Le boom des véhicules électriques protège le Népal de la crise énergétique

Le boom des véhicules électriques protège le Népal de la crise énergétique

À Katmandou, Purushottam Adhikari, chauffeur de minibus électrique de 18 places, fait face à la crise énergétique actuelle avec optimisme. À ses yeux, cette situation représente une opportunité de croissance. « Mon activité n’est pas touchée. Au contraire, de plus en plus de gens se tournent vers les véhicules électriques », déclare ce conducteur de 48 ans, qui parcourt quotidiennement environ 300 kilomètres.

Le Népal, soutenu par une production d’hydroélectricité provenant des rivières de l’Himalaya, est désormais le deuxième pays au monde à adopter rapidement les véhicules électriques. Pour l’année 2024-2025, le pays a importé environ 13 500 véhicules électriques, un chiffre qui double celui des véhicules à moteur thermique.
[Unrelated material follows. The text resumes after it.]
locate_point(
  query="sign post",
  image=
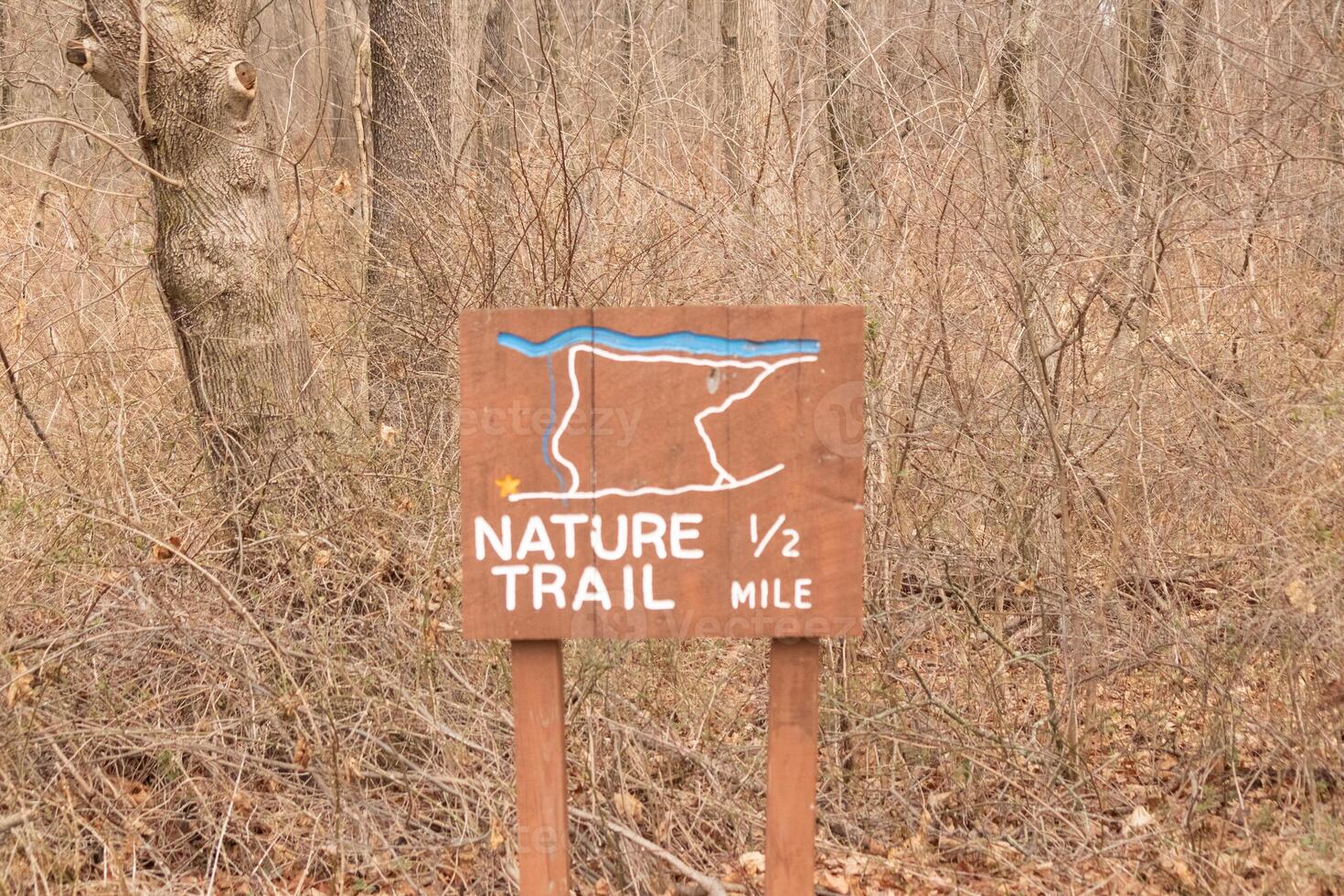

En comparaison, il y a une décennie, seulement 7 véhicules électriques avaient été importés.

Depuis la fin février, le prix des produits pétroliers a presque doublé au Népal, ce qui a entraîné une augmentation des coûts de transport. Cependant, Adhikari souligne que le coût d’une recharge complète de son minibus est de 8 dollars (environ 6,80 euros), contre plus de 66 dollars (environ 56,30 euros) pour un véhicule diesel.

La disponibilité croissante de bornes de recharge sur les grands axes routiers facilite les trajets longue distance en véhicules électriques, incitant ainsi davantage de conducteurs et de passagers à faire le saut. Susmita Bishowkarma, une jeune passagère de 20 ans, choisit ce mode de transport en raison de son respect de l’environnement, le qualifiant de « confortable et relativement bon marché ».

Contrairement au Bangladesh et au Pakistan, voisins du Népal, qui subissent des pénuries de carburant, le Népal a jusqu’à présent évité cette crise. « L’une des principales raisons est la pénétration croissante des véhicules électriques sur les routes népalaises », explique Govind Raj Pokharel, expert en énergies alternatives. À Katmandou, les véhicules électriques représentent désormais jusqu’à 60% des minibus entrant dans la capitale.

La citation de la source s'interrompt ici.